Some months had passed and our American Pressman had recorded impressions from St. Petersburg to Madrid. He was on his homeward way when once again he found himself the guest of Sir Henry. He had returned from an afternoon’s shooting, and had finished dressing when there was a knock at the door and the footman entered. He was a large cleanly-built man, as is proper to a class who are chosen with a keener eye to physique than any crack regiment. The American supposed that the man had entered to perform some menial service, but to his surprise he softly closed the door behind him.

“Might I have a word with you, sir, if you can kindly give me a moment?” he said in the velvety voice which always got upon the visitor’s republican nerves.

“Well, what is it?” the journalist asked sharply.

“It’s this, sir.” The footman drew from his breast-pocket the copy of the Clarion. “A friend over the water chanced to see this, sir, and he thought it would be of interest to me. So he sent it.”

“Well?”

“You wrote it, sir, I fancy.”

“What if I did.”

“And this ‘ere footman is your idea of me.”

The American glanced at the passage and approved his own phrases.

“Yes, that’s you,” he admitted.

The footman folded up his document once more and replaced it in his pocket.

“I’d like to ‘ave a word or two with you over that, sir,” he said in the same suave imperturbable voice. “I don’t think, sir, that you quite see the thing from our point of view. I’d like to put it to you as I see it myself. Maybe it would strike you different then.”

The American became interested. There was “copy” in the air.

“Sit down,” said he.

“No, sir, begging your pardon, sir, I’d very much rather stand.”

“Well, do as you please. If you’ve got anything to say, get ahead with it.”

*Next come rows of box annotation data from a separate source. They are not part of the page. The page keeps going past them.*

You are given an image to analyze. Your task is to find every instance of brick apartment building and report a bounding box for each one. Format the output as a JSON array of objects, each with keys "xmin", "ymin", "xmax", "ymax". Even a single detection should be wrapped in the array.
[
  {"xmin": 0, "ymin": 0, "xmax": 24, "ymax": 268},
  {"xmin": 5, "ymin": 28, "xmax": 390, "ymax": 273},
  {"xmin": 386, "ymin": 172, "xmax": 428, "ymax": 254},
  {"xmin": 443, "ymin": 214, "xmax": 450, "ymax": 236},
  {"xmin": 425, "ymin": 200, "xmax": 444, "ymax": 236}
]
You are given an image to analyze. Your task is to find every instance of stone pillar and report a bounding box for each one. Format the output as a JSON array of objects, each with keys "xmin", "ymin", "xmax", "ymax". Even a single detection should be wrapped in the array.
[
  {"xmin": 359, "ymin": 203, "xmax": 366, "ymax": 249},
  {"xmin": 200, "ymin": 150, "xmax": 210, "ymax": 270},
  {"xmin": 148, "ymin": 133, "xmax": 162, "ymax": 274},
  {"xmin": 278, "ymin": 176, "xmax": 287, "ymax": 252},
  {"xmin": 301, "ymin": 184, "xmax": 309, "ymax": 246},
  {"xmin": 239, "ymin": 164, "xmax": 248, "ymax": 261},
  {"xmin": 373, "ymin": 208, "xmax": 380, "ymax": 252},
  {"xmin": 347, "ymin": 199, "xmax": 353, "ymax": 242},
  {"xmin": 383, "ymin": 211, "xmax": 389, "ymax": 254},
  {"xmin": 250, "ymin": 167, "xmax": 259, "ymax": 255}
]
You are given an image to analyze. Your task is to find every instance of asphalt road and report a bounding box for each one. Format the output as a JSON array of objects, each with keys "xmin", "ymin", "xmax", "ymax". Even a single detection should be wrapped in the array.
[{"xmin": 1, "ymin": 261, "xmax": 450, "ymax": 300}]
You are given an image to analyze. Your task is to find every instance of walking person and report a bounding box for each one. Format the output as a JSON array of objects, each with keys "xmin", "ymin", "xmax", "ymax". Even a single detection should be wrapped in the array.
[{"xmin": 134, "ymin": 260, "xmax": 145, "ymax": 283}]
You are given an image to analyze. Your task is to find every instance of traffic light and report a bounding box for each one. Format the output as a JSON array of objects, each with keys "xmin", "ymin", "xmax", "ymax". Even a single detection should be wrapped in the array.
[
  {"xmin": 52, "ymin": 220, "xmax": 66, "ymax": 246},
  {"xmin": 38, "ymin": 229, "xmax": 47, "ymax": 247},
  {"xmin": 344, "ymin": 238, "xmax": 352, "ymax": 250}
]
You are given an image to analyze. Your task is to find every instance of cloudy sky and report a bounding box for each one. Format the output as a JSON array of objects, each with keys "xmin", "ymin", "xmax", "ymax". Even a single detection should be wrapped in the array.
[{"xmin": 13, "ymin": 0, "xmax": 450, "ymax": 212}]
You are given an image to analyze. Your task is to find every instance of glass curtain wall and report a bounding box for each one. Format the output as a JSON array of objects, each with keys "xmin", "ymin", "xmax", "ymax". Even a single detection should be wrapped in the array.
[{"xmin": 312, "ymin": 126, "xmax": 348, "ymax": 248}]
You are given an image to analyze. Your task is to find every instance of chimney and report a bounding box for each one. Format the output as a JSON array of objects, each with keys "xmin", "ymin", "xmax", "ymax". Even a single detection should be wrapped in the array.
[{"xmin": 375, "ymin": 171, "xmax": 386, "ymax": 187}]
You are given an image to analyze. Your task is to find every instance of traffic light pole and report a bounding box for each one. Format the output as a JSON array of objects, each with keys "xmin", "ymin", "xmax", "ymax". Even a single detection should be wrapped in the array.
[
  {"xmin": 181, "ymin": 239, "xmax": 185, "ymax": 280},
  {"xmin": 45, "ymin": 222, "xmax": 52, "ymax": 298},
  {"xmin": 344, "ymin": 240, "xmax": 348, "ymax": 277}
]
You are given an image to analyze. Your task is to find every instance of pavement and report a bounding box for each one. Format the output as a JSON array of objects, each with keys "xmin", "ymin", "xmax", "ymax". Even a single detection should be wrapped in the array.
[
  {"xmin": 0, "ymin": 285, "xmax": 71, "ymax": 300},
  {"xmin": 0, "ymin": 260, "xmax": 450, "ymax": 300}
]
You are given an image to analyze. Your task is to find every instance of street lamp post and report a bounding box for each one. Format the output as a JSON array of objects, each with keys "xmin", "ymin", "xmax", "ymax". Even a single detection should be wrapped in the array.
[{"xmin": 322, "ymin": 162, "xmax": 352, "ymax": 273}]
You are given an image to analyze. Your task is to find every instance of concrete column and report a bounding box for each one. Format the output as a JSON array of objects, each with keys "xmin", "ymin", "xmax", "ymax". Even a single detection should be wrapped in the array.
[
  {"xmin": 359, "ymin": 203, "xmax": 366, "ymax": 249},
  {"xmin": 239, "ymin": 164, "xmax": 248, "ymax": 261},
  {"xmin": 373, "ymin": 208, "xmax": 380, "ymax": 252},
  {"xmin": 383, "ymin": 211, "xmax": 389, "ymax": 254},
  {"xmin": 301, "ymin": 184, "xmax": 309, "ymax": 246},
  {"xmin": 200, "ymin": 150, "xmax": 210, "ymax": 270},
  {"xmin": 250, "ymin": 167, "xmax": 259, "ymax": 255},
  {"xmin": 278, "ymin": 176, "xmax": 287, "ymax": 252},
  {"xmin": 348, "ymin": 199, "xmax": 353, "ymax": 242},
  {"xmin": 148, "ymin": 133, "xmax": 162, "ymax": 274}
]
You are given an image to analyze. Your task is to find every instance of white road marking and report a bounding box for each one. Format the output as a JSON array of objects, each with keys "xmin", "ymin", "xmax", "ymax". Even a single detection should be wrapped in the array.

“You see, sir, it’s like this: There’s a tradition–what you might call a standard–among the best servants, and it’s ‘anded down from one to the other. When I joined I was a third, and my chief and the butler were both old men who had been trained by the best. I took after them just as they took after those that went before them. It goes back away further than you can tell.”

“I can understand that.”

“But what perhaps you don’t so well understand, sir, is the spirit that’s lying behind it. There’s a man’s own private self-respect to which you allude, sir, in this ‘ere article. That’s his own. But he can’t keep it, so far as I can see, unless he returns good service for the good money that he takes.”